Человека два или три стоявших около мужиков подтвердительно кивнули головами.
– Каинской жертвы, видно, бог не приемлет, вот теперь душа душу и окупает, – заключил старик.
За Царицыным дорога пошла, к вящему моему удовольствию, горами, но – увы! – это приятное ощущение было только на первых порах, а потом пожалел я и о Волге. Не знаю, как летом, но зимой трудно вообразить себе что-нибудь безотраднее этого пути. Представьте себе снежную поляну, испещренную проталинами, а над ней опрокинутое небо. Хоть бы деревенька, огородик, дымок на горизонте, только изредка попадаются таловые без листьев деревья да мелькают однообразно столбы. Из живых существ разве увидите медленно тянущиеся возы да десятка два – три ворон, которые пронесутся бог знает откуда и куда, и все это еще в хорошую погоду; но бывают метели. Я, как выросший в лесной губернии, не мог никогда вообразить себе, что это такое: среди белого дня за две сажени ничего уже нельзя видеть; что-то вроде крупы, песку, снегу падает сверху, поднимается с земли, наносится с боков. Захваченный такою метелью, я с человеком приютился в кибитке за рогожей, но бедный извозчик с залепленными глазами поворотил лошадей как-то назад и проехал таким образом, не догадываясь сам, несколько верст, и только попавшиеся навстречу обозники надоумили его.
Степной характер, чем ниже спускаться, тем ясней и ясней обозначается. Стали попадаться арбы, запряженные волами, верблюды, навьюченные и под верхом, и, наконец, показались калмыцкие кибитки, издали похожие на копны сена, а вблизи не что иное, как войлочные шатры.

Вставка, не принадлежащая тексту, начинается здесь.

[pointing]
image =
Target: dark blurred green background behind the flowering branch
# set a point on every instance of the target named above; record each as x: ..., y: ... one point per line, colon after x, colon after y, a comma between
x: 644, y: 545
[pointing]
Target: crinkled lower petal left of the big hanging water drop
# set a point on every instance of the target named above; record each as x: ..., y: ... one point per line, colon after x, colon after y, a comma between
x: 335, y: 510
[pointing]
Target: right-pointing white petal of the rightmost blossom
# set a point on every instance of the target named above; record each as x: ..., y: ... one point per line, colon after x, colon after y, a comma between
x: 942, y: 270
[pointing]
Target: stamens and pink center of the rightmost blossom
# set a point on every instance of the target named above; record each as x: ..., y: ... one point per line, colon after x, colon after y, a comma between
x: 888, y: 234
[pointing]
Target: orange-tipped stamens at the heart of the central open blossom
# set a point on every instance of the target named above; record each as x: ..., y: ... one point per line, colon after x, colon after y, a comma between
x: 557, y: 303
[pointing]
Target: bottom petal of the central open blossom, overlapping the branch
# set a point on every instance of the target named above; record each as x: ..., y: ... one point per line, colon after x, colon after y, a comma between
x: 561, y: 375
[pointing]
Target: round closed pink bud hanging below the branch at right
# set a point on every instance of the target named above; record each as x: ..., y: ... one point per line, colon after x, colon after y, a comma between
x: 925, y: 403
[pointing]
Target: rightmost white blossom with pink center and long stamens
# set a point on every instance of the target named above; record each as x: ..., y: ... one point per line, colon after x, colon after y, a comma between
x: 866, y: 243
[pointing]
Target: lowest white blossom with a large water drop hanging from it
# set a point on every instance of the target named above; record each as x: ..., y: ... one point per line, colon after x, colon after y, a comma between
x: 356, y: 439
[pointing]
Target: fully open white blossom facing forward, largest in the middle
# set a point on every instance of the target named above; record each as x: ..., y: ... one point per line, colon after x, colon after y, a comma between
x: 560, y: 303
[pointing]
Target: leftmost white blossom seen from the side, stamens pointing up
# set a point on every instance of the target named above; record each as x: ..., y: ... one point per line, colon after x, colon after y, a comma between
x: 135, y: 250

С самими калмыками я познакомился на первый раз в Енотаевске, маленьком и грязном городишке, и долго, вероятно, не забуду этого впечатления. Я въезжал в сумерки и вижу, что со всех сторон проходят какие-то мрачные и на вид подозрительные фигуры в малахаях, овчинных тулупах и штанах и флегматически меня осматривают.
– Что это за народ? – спросил я извозчика.
– Калмык, – отвечал он.
– Экие некрасивые, – заметил я.
– С чего ему красивому быть, – подхватил извозчик. – Зверем в степи живет, всяку падаль трескает; ребятишки, словно нечистая сила, бегают голые да закопченные.
– А ты не здешний?
– Нет, не здешний, какой здешний! Я верховой.
– Что же, тебе не нравятся калмыки?
– Да чему же нравиться? Дикий народ, – отвечал извозчик, – а сердцем так прост, – прибавил он.